With poppler 23.06, adding a annotation is expected to grow the document with 5-700 kbytes, and when my upcoming changes hopefully lands in poppler 23.07, annotations are expected to grow the document with 250-300 kbytes.
Comment 6 der.wolfgang.amadeus.mozart 2023-06-24 18:59:13 UTC
(In reply to Sune Vuorela from comment #5)
> (In reply to der.wolfgang.amadeus.mozart from comment #4)
> > Comment on attachment 159566 [details]

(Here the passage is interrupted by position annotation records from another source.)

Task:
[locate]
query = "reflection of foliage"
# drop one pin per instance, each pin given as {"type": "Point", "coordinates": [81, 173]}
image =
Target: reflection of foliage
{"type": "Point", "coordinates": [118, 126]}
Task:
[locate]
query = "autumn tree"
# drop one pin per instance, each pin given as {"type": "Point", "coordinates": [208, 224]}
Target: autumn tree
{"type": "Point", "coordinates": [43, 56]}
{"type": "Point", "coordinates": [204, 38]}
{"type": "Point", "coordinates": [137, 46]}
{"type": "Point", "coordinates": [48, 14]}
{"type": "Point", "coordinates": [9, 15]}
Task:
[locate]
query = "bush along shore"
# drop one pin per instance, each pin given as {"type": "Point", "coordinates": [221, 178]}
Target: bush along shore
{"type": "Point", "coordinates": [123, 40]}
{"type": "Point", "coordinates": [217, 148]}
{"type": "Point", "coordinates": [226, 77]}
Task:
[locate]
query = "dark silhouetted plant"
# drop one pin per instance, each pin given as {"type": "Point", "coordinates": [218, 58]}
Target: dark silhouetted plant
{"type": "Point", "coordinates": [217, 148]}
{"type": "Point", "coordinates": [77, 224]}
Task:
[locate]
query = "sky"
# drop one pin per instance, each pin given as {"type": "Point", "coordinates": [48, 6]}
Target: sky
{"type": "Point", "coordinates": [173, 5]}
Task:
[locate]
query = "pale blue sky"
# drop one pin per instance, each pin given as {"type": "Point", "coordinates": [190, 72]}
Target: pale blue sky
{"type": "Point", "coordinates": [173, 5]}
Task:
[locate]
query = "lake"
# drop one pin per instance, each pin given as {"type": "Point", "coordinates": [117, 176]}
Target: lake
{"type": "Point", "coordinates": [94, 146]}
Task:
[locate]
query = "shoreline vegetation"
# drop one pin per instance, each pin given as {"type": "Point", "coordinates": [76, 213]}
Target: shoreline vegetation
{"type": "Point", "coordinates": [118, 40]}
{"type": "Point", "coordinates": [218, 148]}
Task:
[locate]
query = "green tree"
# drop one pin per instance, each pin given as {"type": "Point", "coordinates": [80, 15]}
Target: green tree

> > Annotated File from March 2023 with "normal" storage consumption
> > 
> > I found a file with a relatively big number of annotations created with
> > okular (i don't know the version) in march. The storage consumption is
> > "normal" - a few KB. I attached the file, I hope it is helpful.
> 
> This is kind of interesting. The main reason the files grows are embdednig
> fonts.  In the "normal" storage consumption, font embedding fails and it
> just adds "Invalid_font" instead of the requested font.
> 
> In your "grows to 2mb", the font is wrongly embedded twice and not at all
> optimized for storage. 
> 
> With only one copy of noto font (The Okular default), not optimized for
> storage, approximately 900 kb is the expected growth.
> 
> With poppler 23.06, adding a annotation is expected to grow the document
> with 5-700 kbytes, and when my upcoming changes hopefully lands in poppler
> 23.07, annotations are expected to grow the document with 250-300 kbytes.

I've tried some annotations - it seems to work now. As yous say the consumption is now about 250-300 kbytes.

Thanks a lot for your work and the support - I love Okular, Plasma and use a lot of the KDE Apps.